I stopped reading the books after #3 (after 5 years, I just didn’t care anymore) and I stopped watching the show after like 2 episodes and decided I’d never come back when they made Danys first night with her husband a rape. The sex in the book is complicated — and of course she doesn’t have the power to say “no” — but the fact that her husband asks her “no?” at almost every turn suggests that he’s not a monster and explains why, after dealing with her brother, she could love her husband enough to literally decide to take over the world after he dies. (Her power is, of course, much more complicated than that).
The “mother loves her children” is one of the great bastions of sexism in art. Give the mom a kid she cares about, and she’s humanized (see, for example, “the Bride” in Kill Bill. I’d have loved that movie a lot more if her baby had died — a 100% pure revenge flick, no softening of her, with the “lioness” comparison at the end). Aliens did it, too, though Ripley wasn’t particularly problematic, just a slightly different version of the “last girl.”

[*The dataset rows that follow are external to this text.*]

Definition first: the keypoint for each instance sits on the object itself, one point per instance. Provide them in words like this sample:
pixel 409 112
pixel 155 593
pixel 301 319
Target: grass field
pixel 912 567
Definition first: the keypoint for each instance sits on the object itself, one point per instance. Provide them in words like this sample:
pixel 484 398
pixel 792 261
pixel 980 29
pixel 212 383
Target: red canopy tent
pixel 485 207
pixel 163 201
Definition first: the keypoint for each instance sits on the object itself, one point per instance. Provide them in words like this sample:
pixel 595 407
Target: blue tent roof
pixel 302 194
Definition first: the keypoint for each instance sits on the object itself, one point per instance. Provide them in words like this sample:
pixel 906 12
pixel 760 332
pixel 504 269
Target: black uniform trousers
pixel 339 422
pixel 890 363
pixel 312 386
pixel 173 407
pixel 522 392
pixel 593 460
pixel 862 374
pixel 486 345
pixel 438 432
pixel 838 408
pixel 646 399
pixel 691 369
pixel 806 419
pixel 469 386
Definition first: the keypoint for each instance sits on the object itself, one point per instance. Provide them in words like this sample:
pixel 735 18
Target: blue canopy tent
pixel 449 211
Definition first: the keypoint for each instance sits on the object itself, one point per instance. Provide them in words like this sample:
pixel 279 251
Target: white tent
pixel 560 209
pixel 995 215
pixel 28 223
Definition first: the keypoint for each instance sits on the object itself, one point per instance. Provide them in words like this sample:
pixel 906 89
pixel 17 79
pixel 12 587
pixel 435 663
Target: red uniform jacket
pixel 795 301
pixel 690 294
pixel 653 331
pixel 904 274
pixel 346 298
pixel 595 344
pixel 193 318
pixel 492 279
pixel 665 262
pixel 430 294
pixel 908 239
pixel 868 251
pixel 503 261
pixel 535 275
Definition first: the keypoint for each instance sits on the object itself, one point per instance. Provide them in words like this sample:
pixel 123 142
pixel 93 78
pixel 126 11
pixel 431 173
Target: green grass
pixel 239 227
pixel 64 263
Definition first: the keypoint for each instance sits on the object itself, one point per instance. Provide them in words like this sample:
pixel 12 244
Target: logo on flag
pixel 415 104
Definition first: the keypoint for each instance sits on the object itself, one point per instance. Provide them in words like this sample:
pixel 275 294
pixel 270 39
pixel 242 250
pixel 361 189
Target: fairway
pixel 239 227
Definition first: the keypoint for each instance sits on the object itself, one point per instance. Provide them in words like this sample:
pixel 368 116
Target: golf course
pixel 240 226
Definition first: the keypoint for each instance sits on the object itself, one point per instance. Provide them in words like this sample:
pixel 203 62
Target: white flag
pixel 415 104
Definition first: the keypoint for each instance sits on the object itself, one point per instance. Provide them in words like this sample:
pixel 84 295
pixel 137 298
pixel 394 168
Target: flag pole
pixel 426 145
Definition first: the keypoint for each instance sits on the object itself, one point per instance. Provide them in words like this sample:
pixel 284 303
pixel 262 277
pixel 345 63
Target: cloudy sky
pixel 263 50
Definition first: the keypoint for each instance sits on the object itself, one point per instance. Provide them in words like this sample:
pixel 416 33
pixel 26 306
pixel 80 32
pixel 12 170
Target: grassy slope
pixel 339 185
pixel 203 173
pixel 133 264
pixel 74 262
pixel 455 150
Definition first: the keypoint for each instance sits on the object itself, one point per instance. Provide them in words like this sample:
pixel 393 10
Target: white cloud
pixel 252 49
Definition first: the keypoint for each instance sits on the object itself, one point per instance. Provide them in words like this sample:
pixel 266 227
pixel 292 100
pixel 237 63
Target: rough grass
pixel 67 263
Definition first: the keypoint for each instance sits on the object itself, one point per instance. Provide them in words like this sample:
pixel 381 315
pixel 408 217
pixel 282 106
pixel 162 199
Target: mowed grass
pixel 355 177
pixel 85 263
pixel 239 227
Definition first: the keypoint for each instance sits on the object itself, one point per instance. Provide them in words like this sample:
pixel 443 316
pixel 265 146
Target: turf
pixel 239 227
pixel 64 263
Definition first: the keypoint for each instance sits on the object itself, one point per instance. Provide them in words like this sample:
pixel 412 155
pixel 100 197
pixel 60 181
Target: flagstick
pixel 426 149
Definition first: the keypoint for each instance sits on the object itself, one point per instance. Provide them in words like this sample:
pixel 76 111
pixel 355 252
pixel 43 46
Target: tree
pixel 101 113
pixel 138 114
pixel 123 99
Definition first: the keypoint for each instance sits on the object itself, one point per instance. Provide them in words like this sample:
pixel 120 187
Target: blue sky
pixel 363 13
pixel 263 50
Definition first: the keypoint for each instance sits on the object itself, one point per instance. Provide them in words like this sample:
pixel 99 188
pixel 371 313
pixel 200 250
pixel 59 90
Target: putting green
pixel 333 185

The thing is, you can’t show a mother not caring about her kids and have her remain human. She automatically becomes a monster. This certainly isn’t true of men. While care for children is used to accentuate the “goodness” of men, its absence isn’t enough to make them unsympathetic. Deliberately slaughtering children, particularly their own, makes a guy evil — but even then, I think he can recover. The only way a child-killing woman can recover is to die saving her kid, or a stand in.
It’s another part of the “women have to be likable” problem that is faced when creating female characters. I know two authors who added kids to “soften” their female protagonists.
As an aside, an apropos of Cersei’s comment to Sansa — I’ve always thought that Cersei might have been very much like Sansa when she was a girl. The belief that her world, because of who she was — both in family name and as the beautiful, feminine woman — would be good. That was crushed out of her, and so she decided to not be an object and to punish the world that did it to her. How does she do that? Power. Sansa could turn into Cersei, and I think that would be one hell of an interesting plot line.